Centro storico – La città è suddivisa in due agglomerati urbani distinti, Ragusa Ibla o Inferiore e Ragusa Superiore, separati da un avvallamento chiamato Valle dei Ponti. Il primo ha mantenuto nei secoli un’originale struttura medievale ricca di scalinate, strade strette e monumenti barocchi. Il secondo venne costruito dopo il devastante terremoto del 1693 e conserva una struttura planimetrica a scacchiera di impianto settecentesco. Protagonisti della ricostruzione post terremoto, furono Vaccarini, Palma, Giovanni Vermexio, Sebastiano Ittar, Vincenzo Sinatra e soprattutto il celebre Rosario Gagliardi. Questi, con l’aiuto di uno stuolo di scultori locali e capomastri, ha contribuito a creare un fenomeno unico e particolare: il Barocco del Val di Noto. Caratterizzato dall’uso della pietra locale, ricco di volute, di vuoti e di pieni, di colonne e capitelli, di statue e di composizioni architettoniche, di cui probabilmente il Duomo di San Giorgio è la massima espressione. La maggior parte del patrimonio artistico, con la sola eccezione della cattedrale di San Giovanni Battista e di qualche palazzo settecentesco, si trova nel quartiere antico di Ibla. Nel 2002 il centro storico di Ragusa per la sua architettura barocca è stato dichiarato dall’UNESCO Patrimonio dell’umanità, assieme ad altri sette comuni del Val di Noto.

Architettura Religiosa

  • La chiesa di San Giorgio, patrono di Ragusa Ibla, fu costruita tra il 1739 ed il 1775 su progetto dell’architetto Rosario Gagliardi, sulle fondamenta dell’antica chiesa di San Nicola. L’originalità della struttura risiede nell’imponente facciata a torre che include il campanile e nella sua ubicazione al di sopra di un’alta scalinata che ne accentua l’effetto scenografico. La cupola di gusto neoclassico, venne completata nel 1820; a doppia calotta, poggiante su due fila di colonne, sarebbe stata progettata dal capomastro ragusano Carmelo Cultraro, ispiratosi alla cupola del Pantheon di Parigi. L’interno ha una struttura a croce latina suddivisa in tre navate. Le cappelle laterali custodiscono un ricco patrimonio di dipinti sacri, mentre la navata centrale è sormontata da un imponente organo ottocentesco; la sagrestia ospita una grande scultura cinquecentesca di Antonino Gagini, realizzata per l’antica chiesa di San Giorgio, gravemente danneggiata dal terremoto del 1693.
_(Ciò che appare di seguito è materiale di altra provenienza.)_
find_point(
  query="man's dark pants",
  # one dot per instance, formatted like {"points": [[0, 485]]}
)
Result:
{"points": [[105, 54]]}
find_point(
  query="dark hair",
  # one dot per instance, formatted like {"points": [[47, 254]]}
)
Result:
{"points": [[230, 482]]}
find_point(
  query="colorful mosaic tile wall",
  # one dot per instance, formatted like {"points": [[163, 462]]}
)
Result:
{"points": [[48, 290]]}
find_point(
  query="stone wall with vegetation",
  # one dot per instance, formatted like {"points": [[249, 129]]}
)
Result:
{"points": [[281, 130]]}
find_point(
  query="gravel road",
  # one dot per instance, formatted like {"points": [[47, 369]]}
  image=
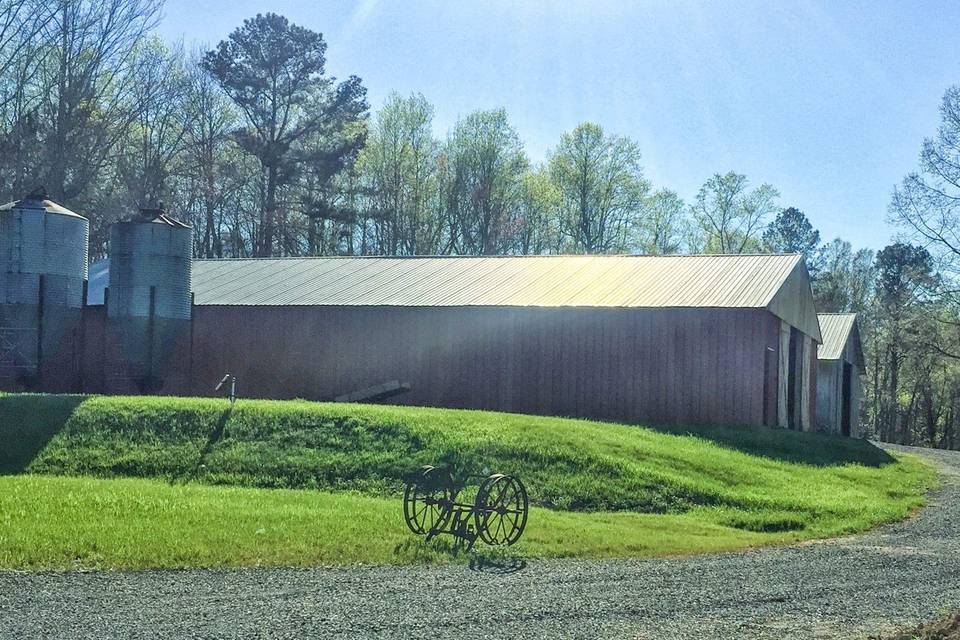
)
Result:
{"points": [[849, 588]]}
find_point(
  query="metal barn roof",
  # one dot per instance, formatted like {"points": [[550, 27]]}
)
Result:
{"points": [[734, 281], [837, 329]]}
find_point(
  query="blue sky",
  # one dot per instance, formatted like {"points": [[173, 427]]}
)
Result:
{"points": [[827, 101]]}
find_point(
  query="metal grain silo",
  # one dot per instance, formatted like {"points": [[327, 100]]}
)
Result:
{"points": [[43, 268], [149, 299]]}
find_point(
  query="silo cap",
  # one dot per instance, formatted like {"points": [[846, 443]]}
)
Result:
{"points": [[158, 216], [37, 199]]}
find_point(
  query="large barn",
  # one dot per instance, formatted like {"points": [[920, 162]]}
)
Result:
{"points": [[677, 339], [670, 339]]}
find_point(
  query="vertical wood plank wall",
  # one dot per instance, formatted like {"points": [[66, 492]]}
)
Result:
{"points": [[673, 365], [714, 366]]}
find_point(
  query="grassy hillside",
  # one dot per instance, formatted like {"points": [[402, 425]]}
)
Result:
{"points": [[710, 487]]}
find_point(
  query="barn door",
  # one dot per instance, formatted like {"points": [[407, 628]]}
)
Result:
{"points": [[845, 399]]}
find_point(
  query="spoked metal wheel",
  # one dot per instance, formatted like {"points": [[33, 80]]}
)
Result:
{"points": [[428, 500], [502, 506]]}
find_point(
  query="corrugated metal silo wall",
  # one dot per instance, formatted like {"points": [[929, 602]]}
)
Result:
{"points": [[43, 253], [148, 256]]}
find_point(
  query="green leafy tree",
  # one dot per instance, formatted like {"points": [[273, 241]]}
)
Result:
{"points": [[601, 189], [791, 232], [662, 229], [730, 216], [398, 166], [481, 170], [537, 224], [275, 73]]}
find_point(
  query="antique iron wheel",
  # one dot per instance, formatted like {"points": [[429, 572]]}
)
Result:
{"points": [[501, 510], [428, 500]]}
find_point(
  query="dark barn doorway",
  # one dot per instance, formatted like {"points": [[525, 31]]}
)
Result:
{"points": [[845, 399], [793, 379]]}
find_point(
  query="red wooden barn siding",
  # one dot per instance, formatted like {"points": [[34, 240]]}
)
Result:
{"points": [[658, 365]]}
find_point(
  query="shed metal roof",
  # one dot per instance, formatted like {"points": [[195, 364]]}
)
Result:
{"points": [[837, 329], [724, 281]]}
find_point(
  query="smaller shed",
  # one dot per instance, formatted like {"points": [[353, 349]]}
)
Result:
{"points": [[840, 367]]}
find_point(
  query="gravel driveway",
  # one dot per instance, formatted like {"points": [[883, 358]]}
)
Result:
{"points": [[848, 588]]}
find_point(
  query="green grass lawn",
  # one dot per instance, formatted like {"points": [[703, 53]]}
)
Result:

  • L’antica chiesa di San Giorgio edificata nel XII secolo, ebbe la massima attenzione da parte del conte Goffredo che modificò, ampliò ed arricchì la primitiva chiesa sia negli aspetti architettonici che nell’arredo e nelle dotazioni patrimoniali. La chiesa a giudicare dal portale, doveva essere di grande magnificenza, in linea con l’estetica che lo stile ogivale esigeva, si trattava dunque di un grande tempio a tre navate separate da sette colonne per lato, arricchite da ben dodici altari oltre i tre dell’abside al Fonte Battesimale. Caratteristica dell’edificio era soprattutto il campanile, edificato dall’architetto ragusano Di Marco, mirabile esempio di architettura con i suoi 100 metri d’altezza fu tra i più alti d’Europa. Del terribile terremoto del 1693 resta solo il portale, magnifico esempio di architettura gotico-catalana costruito con blocchi di calcare tenero, dal tenue colore rosato. La lunetta sopra l’architrave rappresenta il santo cavaliere che trafigge il drago, con la regina di Berito inginocchiata che assiste alla scena. L’arco è contenuto tra due lesene scanalate e lo spazio superiore è arricchito da due grandi losanghe, all’interno delle quali alloggia l’aquila ragusana. Gli interstizi tra le colonne dell’arco sono ornate da figure che rappresentano le arti e i mestieri e, lungo tutta la superficie, da una teoria di figure mostruose e immaginarie, tra fiori e foglie, eredità dei bestiari medievali. Nelle strombature ha eleganti colonnine a fascio, che si uniscono formando un armonioso arco; l’ultima colonna dei nove fasci non segue l’arco ma si restringe, si alza sugli altri otto per formare un grande fiore.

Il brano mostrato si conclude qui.